Come avviene la sterilizzazione

Si inserisce l’acqua nell’apposito contenitore e così basta attendere che raggiunga la temperatura ideale per diventare vapore. C’è da ribadire che non impiega davvero 5 minuti in tutto il processo di sterilizzazione. È invece indispensabile aspettare che l’acqua all’interno raggiunga la temperatura di bollore per trasformarsi in vapore e così eliminare la carica batterica sugli oggetti.

Il vapore rappresenta il metodo più efficace per sterilizzare in casa quasi la totalità dei germi e senza impiegare sostanze potenzialmente pericolose. Infatti le alte temperature sono normalmente sufficienti per ridurne drasticamente la presenza sulla superficie degli oggetti.

Specie se i bambini non sono allattati al seno, è importante assicurare loro particolare protezione e cautela per evitare il contatto con microrganismi che il corpo non è pronto a contrastare.

 

Un’azione profonda ed efficace

A differenza di altri sterilizzatori, qui il progettista ha studiato il modo migliore per disporre i biberon. Infatti, non vengono messi con l’imboccatura verso l’alto, ma verso il basso. Questo semplice accorgimento permette al vapore di insinuarsi a fondo anche tra le parti irregolari.

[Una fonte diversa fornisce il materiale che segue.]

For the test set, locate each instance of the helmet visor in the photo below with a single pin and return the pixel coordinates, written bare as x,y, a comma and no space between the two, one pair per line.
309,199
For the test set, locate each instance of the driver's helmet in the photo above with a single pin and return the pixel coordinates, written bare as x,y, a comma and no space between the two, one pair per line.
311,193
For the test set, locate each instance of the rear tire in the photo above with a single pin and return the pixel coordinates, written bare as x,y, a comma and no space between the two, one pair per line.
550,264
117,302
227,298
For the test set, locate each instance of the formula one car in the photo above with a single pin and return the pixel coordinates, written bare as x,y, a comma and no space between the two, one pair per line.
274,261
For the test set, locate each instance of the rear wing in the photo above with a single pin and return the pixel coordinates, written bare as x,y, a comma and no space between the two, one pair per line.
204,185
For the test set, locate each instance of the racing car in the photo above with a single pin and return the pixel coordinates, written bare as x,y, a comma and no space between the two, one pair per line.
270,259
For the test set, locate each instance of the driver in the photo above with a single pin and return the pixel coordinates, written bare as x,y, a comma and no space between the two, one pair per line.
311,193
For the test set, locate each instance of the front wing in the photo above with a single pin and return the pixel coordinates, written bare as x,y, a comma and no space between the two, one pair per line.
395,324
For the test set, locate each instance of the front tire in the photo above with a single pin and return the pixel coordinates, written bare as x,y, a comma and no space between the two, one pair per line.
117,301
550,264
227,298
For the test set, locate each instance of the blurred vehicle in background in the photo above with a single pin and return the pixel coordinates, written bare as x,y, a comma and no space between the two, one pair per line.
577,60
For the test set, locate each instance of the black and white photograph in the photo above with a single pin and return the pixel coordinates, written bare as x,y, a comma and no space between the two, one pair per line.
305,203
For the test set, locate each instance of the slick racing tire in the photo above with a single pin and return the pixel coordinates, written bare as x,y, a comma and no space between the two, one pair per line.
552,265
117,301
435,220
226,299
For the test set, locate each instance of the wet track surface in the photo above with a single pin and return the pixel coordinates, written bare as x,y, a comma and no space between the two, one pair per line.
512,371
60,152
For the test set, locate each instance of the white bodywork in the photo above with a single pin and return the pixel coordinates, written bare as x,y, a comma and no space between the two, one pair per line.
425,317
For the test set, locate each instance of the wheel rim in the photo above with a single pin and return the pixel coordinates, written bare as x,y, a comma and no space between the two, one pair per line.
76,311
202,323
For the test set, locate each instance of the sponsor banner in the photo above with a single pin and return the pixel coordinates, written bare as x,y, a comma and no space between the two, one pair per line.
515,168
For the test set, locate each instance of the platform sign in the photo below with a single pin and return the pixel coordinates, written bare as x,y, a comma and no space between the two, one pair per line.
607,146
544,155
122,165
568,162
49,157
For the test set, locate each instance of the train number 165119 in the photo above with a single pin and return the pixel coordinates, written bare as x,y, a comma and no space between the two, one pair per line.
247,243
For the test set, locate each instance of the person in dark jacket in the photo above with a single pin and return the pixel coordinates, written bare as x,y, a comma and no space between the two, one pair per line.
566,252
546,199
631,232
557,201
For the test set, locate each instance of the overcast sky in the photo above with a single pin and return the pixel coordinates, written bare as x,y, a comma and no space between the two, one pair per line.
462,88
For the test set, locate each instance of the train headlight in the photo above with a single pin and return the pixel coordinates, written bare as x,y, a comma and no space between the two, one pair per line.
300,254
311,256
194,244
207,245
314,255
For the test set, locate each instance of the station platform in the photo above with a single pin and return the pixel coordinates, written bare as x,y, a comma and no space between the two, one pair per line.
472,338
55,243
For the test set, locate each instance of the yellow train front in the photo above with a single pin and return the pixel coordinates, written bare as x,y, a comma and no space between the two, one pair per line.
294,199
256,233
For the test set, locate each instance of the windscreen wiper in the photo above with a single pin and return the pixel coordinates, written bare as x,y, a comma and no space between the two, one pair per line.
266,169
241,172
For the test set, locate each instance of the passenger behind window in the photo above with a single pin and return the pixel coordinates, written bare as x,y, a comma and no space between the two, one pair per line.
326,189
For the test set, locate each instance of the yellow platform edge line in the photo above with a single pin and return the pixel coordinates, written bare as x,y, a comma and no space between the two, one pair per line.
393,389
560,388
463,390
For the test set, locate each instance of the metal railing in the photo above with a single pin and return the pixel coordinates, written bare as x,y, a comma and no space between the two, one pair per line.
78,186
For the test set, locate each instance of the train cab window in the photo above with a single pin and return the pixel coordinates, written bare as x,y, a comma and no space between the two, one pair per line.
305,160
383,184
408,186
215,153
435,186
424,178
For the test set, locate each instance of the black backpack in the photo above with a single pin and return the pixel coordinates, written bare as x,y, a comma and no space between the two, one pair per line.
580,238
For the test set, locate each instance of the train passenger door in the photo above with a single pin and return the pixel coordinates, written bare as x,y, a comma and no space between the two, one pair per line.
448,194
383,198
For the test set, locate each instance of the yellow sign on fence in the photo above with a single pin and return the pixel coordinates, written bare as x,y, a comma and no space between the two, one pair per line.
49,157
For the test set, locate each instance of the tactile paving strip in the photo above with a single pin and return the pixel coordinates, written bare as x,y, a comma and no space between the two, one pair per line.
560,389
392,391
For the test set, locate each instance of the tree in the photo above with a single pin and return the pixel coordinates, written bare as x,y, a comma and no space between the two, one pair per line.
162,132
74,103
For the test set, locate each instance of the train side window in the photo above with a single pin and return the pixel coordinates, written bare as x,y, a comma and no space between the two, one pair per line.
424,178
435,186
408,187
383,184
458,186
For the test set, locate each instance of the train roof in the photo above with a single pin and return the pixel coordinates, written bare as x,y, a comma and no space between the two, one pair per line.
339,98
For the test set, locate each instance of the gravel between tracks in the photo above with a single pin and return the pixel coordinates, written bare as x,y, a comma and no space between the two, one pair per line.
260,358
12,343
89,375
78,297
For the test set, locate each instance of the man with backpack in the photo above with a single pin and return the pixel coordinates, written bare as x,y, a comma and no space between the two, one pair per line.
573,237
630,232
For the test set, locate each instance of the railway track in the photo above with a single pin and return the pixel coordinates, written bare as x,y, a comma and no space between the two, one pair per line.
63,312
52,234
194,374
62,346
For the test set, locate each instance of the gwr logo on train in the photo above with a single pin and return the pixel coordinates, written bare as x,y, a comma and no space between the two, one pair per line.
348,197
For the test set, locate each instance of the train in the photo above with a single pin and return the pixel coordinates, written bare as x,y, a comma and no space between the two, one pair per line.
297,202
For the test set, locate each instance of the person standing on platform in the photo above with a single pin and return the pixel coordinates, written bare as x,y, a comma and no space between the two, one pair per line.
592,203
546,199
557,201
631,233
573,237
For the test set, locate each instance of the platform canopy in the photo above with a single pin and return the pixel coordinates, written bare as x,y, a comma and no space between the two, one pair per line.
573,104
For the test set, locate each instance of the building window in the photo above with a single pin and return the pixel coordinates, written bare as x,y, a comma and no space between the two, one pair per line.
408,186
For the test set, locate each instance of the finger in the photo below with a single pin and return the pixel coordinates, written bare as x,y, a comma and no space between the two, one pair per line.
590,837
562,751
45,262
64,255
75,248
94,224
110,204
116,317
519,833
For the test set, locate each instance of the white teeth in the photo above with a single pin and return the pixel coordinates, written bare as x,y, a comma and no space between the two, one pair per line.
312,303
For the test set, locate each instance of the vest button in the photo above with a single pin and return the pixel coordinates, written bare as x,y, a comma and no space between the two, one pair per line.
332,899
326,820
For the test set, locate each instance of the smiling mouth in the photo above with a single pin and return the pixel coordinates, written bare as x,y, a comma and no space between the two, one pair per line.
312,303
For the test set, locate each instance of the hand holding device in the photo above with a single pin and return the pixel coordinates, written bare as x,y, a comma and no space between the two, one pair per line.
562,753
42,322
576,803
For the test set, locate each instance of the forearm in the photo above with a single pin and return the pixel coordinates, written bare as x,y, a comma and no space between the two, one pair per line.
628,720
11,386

Così si può contare su un’azione omogenea e completa, perfetta per assicurare il risultato più efficace. Inoltre, in questo modo è possibile limitare il deposito di acqua residua che si forma dopo la condensazione del vapore.

Visto che l’acqua non si deposita all’interno, perché scivola, il risultato finale è migliore e assicura maggiore efficacia.

 

La manutenzione dello sterilizzatore

Uno dei difetti di questi dispositivi è la formazione frequente di depositi di calcare e ossidazione. Di fatto, evaporando, l’acqua lascia la tipica patina biancastra sulle superfici. In questo caso, la placca riscaldante in metallo è l’elemento più soggetto alla formazione di depositi e incrostazioni.

Per evitare che si verifichi questo inconveniente che alla lunga può alterare il funzionamento e l’efficacia del dispositivo, si possono prendere precauzioni. Di certo è importante lavare spesso e asciugare con cura il contenitore dopo l’uso. Infatti, il calcare si deposita man mano che l’acqua finisce di evaporare e lascia a terra le sostanze non volatili come il calcio.

L’aceto è un buon alleato contro i depositi più ostinati. Può essere usato di tanto in tanto per completare la pulizia. Ma se si ha il sospetto che particelle di aceto possano continuare a permanere all’interno dello sterilizzatore alterando il sapore delle tettarelle, è possibile fare altro.

In concreto si consiglia di usare sempre l’acqua distillata, non quella potabile venduta in bottiglie. Solo così si è certi di non trasferire calcio e altre sostanze in soluzione a contatto con le superfici.

 

Estetica gradevole

Dal punto di vista dell’aspetto esteriore, lo sterilizzatore Chicco piace perché ha un aspetto sobrio e discreto. Ma conta anche su linee contemporanee e morbide che lo rendono piacevole a vedersi.

Questo che in apparenza sembra un dato secondario, è importante e non va sottovalutato. Infatti il destino dello sterilizzatore è di permanere a lungo sul piano di lavoro. Meglio sapere di contare su uno strumento che fa piacere guardare.